Lawsuits over Viagra Melanoma Risk Mounting
The Judicial Panel on Multidistrict Litigation heard arguments at a hearing on March 31, 2016, about the need for national coordination of Viagra claims. Pfizer, the manufacturer of Viagra, did not oppose this request by the Plaintiffs. Pfizer’s attorneys also agreed with the Plaintiffs’ suggestion that all of the pending Viagra lawsuits be transferred to a federal court judge in the Northern District of California. Judge Seeborg in San Francisco was recommended to the Panel by the parties, as he was already overseeing three of the lawsuits that had been filed prior to the request for establishment of an MDL and the federal court in San Francisco has experience handling complex pharmaceutical MDLs.

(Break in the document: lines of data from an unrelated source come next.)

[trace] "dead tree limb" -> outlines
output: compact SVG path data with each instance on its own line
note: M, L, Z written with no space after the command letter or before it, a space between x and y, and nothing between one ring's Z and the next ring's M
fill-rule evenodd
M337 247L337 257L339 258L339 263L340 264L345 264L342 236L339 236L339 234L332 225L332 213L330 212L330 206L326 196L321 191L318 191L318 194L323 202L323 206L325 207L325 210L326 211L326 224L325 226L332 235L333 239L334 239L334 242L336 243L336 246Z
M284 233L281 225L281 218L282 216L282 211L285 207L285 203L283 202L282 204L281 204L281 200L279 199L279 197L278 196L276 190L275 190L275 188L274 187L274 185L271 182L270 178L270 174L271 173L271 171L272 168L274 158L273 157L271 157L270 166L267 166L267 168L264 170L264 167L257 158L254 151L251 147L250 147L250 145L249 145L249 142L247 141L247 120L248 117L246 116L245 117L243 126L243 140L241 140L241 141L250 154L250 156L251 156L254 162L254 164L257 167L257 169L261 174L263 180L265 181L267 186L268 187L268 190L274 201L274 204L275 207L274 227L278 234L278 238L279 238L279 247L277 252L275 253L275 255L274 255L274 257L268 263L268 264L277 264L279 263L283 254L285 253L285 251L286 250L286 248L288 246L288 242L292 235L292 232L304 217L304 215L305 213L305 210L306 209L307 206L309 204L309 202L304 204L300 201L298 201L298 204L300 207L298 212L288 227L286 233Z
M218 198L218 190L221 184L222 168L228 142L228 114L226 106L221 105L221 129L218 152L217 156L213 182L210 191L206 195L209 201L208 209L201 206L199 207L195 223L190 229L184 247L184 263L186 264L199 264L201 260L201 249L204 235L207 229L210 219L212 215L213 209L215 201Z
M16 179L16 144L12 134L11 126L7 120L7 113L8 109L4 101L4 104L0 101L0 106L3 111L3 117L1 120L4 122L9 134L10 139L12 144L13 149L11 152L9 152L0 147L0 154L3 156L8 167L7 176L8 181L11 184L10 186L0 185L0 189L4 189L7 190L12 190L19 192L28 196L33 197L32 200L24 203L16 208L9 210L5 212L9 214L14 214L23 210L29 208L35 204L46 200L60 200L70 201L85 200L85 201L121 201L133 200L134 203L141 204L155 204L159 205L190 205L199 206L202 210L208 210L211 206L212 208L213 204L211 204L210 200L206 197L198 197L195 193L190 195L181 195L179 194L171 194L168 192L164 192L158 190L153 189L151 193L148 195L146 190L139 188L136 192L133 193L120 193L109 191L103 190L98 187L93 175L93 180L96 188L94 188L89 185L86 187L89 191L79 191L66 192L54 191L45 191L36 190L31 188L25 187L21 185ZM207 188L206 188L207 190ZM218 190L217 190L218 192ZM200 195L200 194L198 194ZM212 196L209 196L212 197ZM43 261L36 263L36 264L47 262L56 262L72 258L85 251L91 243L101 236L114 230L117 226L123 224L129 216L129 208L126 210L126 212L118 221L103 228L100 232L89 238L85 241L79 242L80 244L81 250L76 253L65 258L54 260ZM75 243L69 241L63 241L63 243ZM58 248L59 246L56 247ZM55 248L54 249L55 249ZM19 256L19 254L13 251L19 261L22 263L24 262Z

On April 7, 2016, the JPML issued its transfer order establishing MDL No. 2691. The Panel agreed that Judge Seeborg would be a good fit as the judge assigned to oversee the national coordination of products liability claims against the manufacturers of Viagra. This initial MDL order transferred 14 pending lawsuits to the federal court in San Francisco; a second conditional transfer order was issued by the JPML on April 20, 2016, and transferred another 12 individual Viagra lawsuits to the MDL Court.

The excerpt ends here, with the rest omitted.